- Born: Subramanian Rajeswari 1946 (age 78–79) Pollachi, Tamil Nadu, India
- Occupation(s): Carnatic musician, music teacher
- Known for: Vocal accompaniment for Bharatanatyam, Carnatic music
- Awards: Sangeet Natak Akademi Award (2010) Kalaimamani (2020) M.S. Subbulakshmi Award (2020) Sahana Fine Arts Award

= S. Rajeswari =

Indian Carnatic musician

S. Rajeswari (born 1946) is an Indian Carnatic musician and music teacher from Tamil Nadu, known for her contributions to Carnatic music and vocal accompaniment for Bharatanatyam performances, particularly with dancer Kumari Kamala.
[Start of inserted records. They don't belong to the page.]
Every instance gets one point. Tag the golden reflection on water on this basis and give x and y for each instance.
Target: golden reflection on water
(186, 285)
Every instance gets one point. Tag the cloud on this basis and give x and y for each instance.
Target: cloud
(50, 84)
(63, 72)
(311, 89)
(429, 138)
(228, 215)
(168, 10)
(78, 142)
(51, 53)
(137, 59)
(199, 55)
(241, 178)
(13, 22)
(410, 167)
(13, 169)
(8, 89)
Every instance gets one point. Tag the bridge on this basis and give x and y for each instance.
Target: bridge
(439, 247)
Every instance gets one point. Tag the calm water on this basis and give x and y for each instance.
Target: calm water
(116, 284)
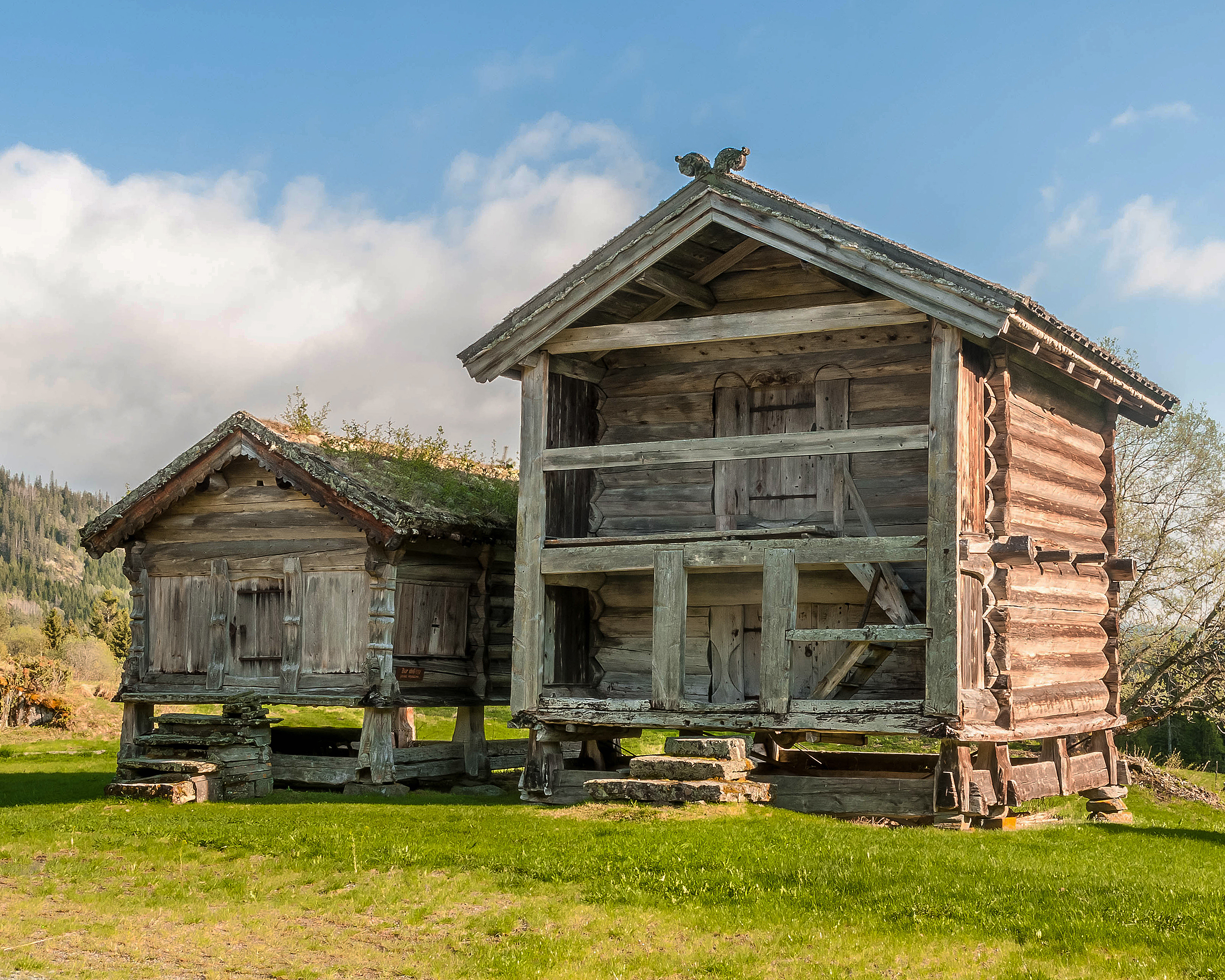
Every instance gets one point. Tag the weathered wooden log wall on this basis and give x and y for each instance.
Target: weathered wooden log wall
(835, 379)
(454, 608)
(216, 565)
(1050, 455)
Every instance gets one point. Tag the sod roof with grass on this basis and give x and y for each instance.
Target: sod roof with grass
(393, 491)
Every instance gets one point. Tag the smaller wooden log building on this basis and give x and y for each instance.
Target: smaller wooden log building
(783, 476)
(269, 568)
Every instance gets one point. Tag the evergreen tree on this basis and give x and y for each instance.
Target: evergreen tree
(56, 630)
(103, 615)
(120, 639)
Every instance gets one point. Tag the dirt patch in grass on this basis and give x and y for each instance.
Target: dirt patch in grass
(622, 813)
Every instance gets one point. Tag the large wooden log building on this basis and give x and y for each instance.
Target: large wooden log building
(783, 476)
(269, 569)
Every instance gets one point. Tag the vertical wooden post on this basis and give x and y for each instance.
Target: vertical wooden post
(994, 757)
(727, 654)
(382, 569)
(944, 523)
(292, 626)
(954, 777)
(471, 731)
(138, 721)
(140, 653)
(218, 624)
(406, 728)
(527, 650)
(377, 751)
(832, 413)
(1057, 750)
(781, 590)
(1104, 743)
(732, 418)
(668, 630)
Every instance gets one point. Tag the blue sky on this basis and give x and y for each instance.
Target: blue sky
(259, 196)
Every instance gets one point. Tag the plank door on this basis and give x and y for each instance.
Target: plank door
(433, 620)
(255, 628)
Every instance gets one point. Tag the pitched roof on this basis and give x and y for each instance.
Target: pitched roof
(386, 497)
(967, 301)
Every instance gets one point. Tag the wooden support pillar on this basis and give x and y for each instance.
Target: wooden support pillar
(1104, 743)
(292, 626)
(377, 760)
(668, 630)
(954, 777)
(406, 728)
(944, 523)
(218, 624)
(544, 761)
(138, 721)
(1057, 750)
(781, 591)
(382, 569)
(140, 653)
(527, 650)
(994, 757)
(471, 731)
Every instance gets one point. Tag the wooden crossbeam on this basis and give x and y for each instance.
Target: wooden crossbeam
(678, 287)
(868, 634)
(821, 552)
(877, 439)
(734, 326)
(728, 260)
(834, 677)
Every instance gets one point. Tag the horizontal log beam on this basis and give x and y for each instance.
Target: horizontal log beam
(734, 326)
(710, 555)
(869, 717)
(882, 439)
(865, 635)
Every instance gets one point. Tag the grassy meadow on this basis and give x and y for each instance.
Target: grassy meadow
(315, 885)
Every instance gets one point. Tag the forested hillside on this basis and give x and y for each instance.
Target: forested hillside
(40, 555)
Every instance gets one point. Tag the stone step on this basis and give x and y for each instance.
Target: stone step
(193, 766)
(728, 749)
(678, 792)
(670, 767)
(159, 788)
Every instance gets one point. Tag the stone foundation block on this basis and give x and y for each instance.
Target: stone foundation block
(731, 749)
(1105, 807)
(669, 767)
(1105, 793)
(673, 792)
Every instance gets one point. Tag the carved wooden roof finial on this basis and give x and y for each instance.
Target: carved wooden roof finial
(732, 160)
(694, 165)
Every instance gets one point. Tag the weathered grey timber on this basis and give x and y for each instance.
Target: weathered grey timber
(826, 488)
(275, 566)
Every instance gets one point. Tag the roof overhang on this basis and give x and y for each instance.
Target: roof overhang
(974, 305)
(229, 441)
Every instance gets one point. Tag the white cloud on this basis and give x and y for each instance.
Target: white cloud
(1145, 247)
(1131, 115)
(135, 315)
(1166, 111)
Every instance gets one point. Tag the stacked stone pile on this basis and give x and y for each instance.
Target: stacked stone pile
(200, 757)
(713, 771)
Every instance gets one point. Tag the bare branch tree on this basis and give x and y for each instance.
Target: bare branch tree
(1170, 488)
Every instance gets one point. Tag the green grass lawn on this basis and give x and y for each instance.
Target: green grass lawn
(434, 886)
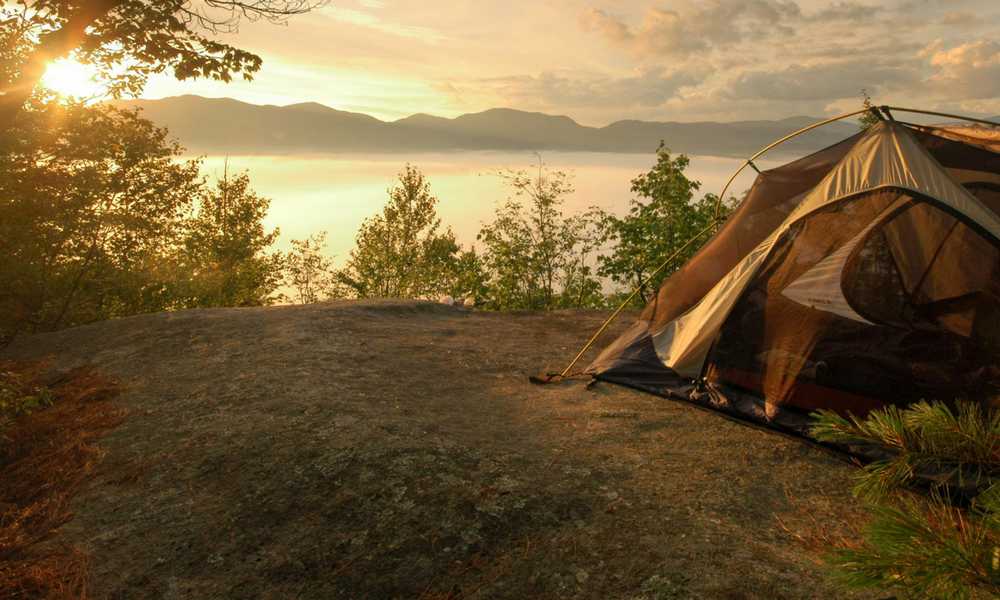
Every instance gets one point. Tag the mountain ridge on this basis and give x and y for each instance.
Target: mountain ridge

== Early life and education ==
Rajeswari was born in 1946 in Pollachi, Tamil Nadu. She trained in Carnatic music under musicians such as Tanjai Balasubramaniam, Ramnad Krishnan, and T. Muktha.

== Career ==
Rajeswari has specialized in vocal accompaniment for Bharatanatyam, notably collaborating with dancer Kumari Kamala for several decades. She has also performed as a Carnatic music vocalist and taught music, contributing to the preservation of traditional styles. Her work integrates Carnatic music with dance, focusing on rhythmic and melodic support for choreography.

== Awards and recognition ==
- In 2010, Rajeswari received the Sangeet Natak Akademi Award for her contributions to vocal accompaniment for Bharatanatyam.
- In 2020, she was awarded the Kalaimamani by the Government of Tamil Nadu for her contributions to music.
- In 2020, she received the M.S. Subbulakshmi Award for her contributions to Carnatic music and dance accompaniment.
- She was honored by Sahana Fine Arts, Chennai, for her musical contributions.